Primary Small Bowel Carcinoid Tumor With Bilateral Breast Metastases: Report of 2 Cases With Different Clinical Presentations

CONTEXT Carcinoid tumor metastatic to the breast is uncommon and can closely mimic a mammary carcinoma. The differentiation of metastatic carcinoid tumor from primary breast tumor is important, however, owing to different clinical management and prognosis. OBJECTIVE The purpose of this study was to describe 2 patients with bilateral metastatic carcinoid tumors to the breast with different clinical manifestations. DESIGN We examined the radiological, clinical, cytologic, histologic, immunohistochemical, and ultrastructural features of these 2 cases. RESULTS In case 1, the tumor presented initially as a stellate mass on mammogram and was diagnosed as grade II infiltrating ductal carcinoma. It was only after the discovery of small intestinal, liver, ovarian, and contralateral breast masses, as well as careful morphologic and immunohistochemical evaluations, that the true nature of the tumor was realized. In case 2, the tumor initially presented as a small intestinal tumor with liver metastases and bilateral breast masses. The breast masses were diagnosed accurately as metastatic carcinoid tumor by morphologic and immunohistochemical evaluations. CONCLUSIONS Metastatic carcinoid tumor to the breast is uncommon, but poses a diagnostic challenge in that morphologically it can closely mimic a primary breast tumor. Careful attention to clinical features and the use of auxiliary immunohistochemical studies can help in arriving at the correct diagnosis.
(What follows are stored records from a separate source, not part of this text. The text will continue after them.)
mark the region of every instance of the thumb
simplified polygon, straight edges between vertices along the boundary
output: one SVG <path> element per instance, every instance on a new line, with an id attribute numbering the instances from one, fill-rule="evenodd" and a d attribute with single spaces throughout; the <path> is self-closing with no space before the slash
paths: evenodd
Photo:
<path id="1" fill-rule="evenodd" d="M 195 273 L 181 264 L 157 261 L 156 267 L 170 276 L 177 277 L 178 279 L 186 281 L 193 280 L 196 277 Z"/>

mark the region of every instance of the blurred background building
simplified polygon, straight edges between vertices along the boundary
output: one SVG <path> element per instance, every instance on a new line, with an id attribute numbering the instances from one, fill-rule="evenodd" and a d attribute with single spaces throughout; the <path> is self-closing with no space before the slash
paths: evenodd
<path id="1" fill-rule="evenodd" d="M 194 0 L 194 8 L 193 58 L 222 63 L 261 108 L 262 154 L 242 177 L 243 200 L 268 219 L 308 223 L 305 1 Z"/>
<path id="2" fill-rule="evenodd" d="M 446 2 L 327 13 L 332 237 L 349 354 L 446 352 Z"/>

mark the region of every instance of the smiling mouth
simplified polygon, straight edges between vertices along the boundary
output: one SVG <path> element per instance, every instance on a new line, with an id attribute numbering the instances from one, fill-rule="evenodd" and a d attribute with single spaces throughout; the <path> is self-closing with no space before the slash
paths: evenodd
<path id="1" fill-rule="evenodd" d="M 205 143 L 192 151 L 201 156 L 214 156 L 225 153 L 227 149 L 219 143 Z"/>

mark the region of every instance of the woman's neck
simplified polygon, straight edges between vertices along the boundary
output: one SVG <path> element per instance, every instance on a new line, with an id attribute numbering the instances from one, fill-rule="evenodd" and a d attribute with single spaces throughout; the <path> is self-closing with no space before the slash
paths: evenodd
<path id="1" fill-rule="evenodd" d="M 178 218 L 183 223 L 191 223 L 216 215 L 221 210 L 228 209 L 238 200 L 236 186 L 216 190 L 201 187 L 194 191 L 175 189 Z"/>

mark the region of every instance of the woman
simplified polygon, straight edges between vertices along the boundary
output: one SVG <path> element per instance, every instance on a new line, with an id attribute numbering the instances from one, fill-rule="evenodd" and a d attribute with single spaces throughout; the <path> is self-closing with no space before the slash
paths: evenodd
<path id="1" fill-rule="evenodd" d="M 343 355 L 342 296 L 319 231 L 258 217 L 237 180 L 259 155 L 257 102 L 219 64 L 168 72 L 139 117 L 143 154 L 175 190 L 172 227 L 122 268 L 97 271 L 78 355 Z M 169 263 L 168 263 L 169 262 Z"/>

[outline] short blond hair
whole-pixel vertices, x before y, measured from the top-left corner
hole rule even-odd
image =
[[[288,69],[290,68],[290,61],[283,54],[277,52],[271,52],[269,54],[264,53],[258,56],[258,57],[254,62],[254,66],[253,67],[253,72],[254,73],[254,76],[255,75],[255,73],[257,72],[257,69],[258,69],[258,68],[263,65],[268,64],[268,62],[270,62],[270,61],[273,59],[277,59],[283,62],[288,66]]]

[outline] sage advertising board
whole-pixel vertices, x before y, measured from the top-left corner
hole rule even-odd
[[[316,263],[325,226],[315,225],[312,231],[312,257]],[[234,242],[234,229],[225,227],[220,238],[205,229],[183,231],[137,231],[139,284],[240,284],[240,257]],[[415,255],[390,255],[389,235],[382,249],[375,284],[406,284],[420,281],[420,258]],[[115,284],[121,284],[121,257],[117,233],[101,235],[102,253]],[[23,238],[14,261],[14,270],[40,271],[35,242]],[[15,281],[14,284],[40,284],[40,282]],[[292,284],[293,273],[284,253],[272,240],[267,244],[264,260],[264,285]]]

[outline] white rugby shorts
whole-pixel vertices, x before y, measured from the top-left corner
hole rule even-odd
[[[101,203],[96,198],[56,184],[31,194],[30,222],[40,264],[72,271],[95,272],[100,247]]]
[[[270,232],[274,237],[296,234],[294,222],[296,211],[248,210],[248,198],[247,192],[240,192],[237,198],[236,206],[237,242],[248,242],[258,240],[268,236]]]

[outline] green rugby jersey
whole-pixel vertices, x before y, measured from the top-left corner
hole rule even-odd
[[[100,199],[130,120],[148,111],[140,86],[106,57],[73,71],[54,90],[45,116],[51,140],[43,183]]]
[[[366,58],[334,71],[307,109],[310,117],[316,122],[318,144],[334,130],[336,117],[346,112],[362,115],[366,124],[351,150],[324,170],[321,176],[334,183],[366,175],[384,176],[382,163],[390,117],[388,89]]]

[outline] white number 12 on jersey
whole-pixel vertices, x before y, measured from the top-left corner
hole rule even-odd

Quantum Dots for Multiplexed Molecular Profiling of Cancer Cells and Tissue Specimens

Panels of cancer biomarkers are profiled by multiplexing conjugated quantum dots on cancer cells and clinical tissue specimens. This technique will allow an unprecedented understanding of molecular details of tumors with a subcellular resolution.

Biopsy Interpretation of the Kidney and Adrenal Gland (Biopsy Interpretation Series)

Well, someone can decide by themselves what they want to do and need to do but sometimes, that kind of person will need some biopsy interpretation of the kidney adrenal gland biopsy interpretation series references. People with open minded will always try to seek for the new things and information from many sources. On the contrary, people with closed mind will always think that they can do it by their principals. So, what kind of person are you?